Scala iterate 2D array without for\while

Hello,
I’m new to scala and move from C\Cpp so my general think of accesing array elements (and surely arrays of arrays) is now changed (though for\while loops work in scala my co team told me to change my style to a more functional one). Now to my question after this introduction.
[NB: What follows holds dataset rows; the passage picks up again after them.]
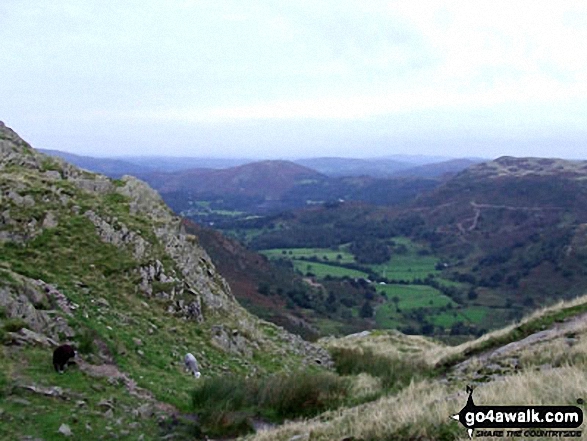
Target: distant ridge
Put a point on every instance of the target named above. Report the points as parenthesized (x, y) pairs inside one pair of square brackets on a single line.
[(267, 179)]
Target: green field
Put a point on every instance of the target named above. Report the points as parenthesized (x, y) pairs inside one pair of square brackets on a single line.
[(321, 270), (322, 254), (415, 296), (407, 267)]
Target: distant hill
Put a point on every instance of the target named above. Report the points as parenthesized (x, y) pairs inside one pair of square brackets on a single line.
[(105, 265), (438, 169), (339, 167), (173, 163), (516, 226), (268, 179)]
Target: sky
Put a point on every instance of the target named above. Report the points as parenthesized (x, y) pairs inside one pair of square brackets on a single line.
[(296, 78)]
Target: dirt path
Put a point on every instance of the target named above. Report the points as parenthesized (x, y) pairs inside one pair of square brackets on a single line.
[(112, 371)]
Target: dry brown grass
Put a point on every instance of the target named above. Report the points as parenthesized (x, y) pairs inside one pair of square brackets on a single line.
[(552, 373)]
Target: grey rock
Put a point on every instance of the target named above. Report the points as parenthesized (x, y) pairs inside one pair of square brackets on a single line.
[(65, 430)]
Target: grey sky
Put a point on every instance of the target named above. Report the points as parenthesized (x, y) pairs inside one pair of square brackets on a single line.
[(296, 78)]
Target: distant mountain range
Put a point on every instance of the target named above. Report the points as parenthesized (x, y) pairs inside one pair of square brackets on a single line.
[(395, 165)]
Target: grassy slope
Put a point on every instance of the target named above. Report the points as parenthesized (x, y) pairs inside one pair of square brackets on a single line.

I have a 2D array (of integers) like
Array(Array(10,1),(20,2),(30,1),(40,3))
And I want partual sums of the second coordinate, such that each one will store the sum of its all previous ones (+the current one), on the example I gave this should yield
(10,1),(20,3),(30,4),(40,7)).

In C the code would look like: (assuming A is the name of the 2D array)
for (i=1;i<4,i++)
{
A[i][1]+= A[i-1][1]
}
What is the best (or straightforward) way to write this in scala functional style??
Thanks for any help!

Here you are:

val a = Array(Array(10, 1), Array(20, 2), Array(30, 1), Array(40, 3))
val b = a.scanLeft(Array(0, 0))((prev, cur) => Array(cur(0), prev(1) + cur(1))).tail
println(java.util.Arrays.deepToString(b.asInstanceOf[Array[Object]]))

Output:

[[10, 1], [20, 3], [30, 4], [40, 7]]
2 Likes

As a side-note to Tarsa’s answer, if you have an array of arrays of Int, and you want to mutate them in place, the best thing to do is use a while loop.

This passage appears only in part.